We are considering moving to Spain having taken early retirement. We love Valencia but do not want to live in a city. Our plan is to rent somewhere for 3 months to get a feel for living as opposed to holidaying in Spain. Does anyone know of any small coastal towns or villages within I hours travelling from Valencia. We do not like places that are full of high rise blocks or holiday complexes.

ianz


----------



## Lolito (Aug 25, 2012)

Oliva (the last town of the Valencia Province), also Piles, Miramar, Guardamar, Daimús, Xeraco, Tavernes de la Valldigna, Cullera... although I would take out of the list, Cullera and Tavernes, as they have big tall buildings. 

Have a look on Google Earth and see if you like it. Trains from Valencia to Gandia, every half hour taking 55 mins approx. 
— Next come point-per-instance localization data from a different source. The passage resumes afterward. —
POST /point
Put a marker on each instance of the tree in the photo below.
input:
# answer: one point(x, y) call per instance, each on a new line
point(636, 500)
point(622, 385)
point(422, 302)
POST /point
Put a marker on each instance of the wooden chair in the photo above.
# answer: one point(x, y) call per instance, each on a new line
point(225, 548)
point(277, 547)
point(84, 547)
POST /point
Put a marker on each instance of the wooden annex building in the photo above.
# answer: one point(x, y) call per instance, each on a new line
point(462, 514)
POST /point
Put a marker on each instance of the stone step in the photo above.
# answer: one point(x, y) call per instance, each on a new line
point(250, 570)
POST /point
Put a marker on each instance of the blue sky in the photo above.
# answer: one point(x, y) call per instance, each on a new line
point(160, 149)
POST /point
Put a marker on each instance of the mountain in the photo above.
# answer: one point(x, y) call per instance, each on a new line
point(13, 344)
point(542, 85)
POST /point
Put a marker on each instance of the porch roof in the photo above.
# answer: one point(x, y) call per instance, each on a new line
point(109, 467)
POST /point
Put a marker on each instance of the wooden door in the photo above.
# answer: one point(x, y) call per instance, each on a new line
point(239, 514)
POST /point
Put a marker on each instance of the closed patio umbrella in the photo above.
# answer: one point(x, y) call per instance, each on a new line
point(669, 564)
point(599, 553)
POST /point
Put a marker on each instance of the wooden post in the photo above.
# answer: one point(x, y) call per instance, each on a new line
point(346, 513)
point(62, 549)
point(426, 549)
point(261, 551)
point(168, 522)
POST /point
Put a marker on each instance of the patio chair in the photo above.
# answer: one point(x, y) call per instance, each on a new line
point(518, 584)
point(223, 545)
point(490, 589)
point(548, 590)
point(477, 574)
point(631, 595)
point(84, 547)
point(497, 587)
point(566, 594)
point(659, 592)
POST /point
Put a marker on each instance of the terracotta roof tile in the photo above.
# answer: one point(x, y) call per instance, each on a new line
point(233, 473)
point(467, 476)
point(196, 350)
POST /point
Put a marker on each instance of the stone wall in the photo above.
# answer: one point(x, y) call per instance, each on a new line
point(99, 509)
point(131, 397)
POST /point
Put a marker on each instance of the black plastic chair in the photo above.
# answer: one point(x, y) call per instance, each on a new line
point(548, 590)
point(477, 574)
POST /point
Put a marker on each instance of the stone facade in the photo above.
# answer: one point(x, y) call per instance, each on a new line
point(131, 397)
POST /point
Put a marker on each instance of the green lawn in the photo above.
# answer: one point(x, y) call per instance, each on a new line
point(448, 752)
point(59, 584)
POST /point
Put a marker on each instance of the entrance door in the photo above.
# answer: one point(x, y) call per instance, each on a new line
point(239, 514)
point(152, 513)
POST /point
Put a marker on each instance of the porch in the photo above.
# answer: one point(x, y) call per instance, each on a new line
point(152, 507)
I live in Miramar myself, small village but near 'everything'.


----------



## ianz (Feb 8, 2014)

Thank you very much for thes suggestions. We will definitely visit the towns you suggest when we visit to do an exploring trip for a couple of weeks next month. I have looked on google earth the area around Oliva, Piles, Miramar and Daimus look worth exploring


----------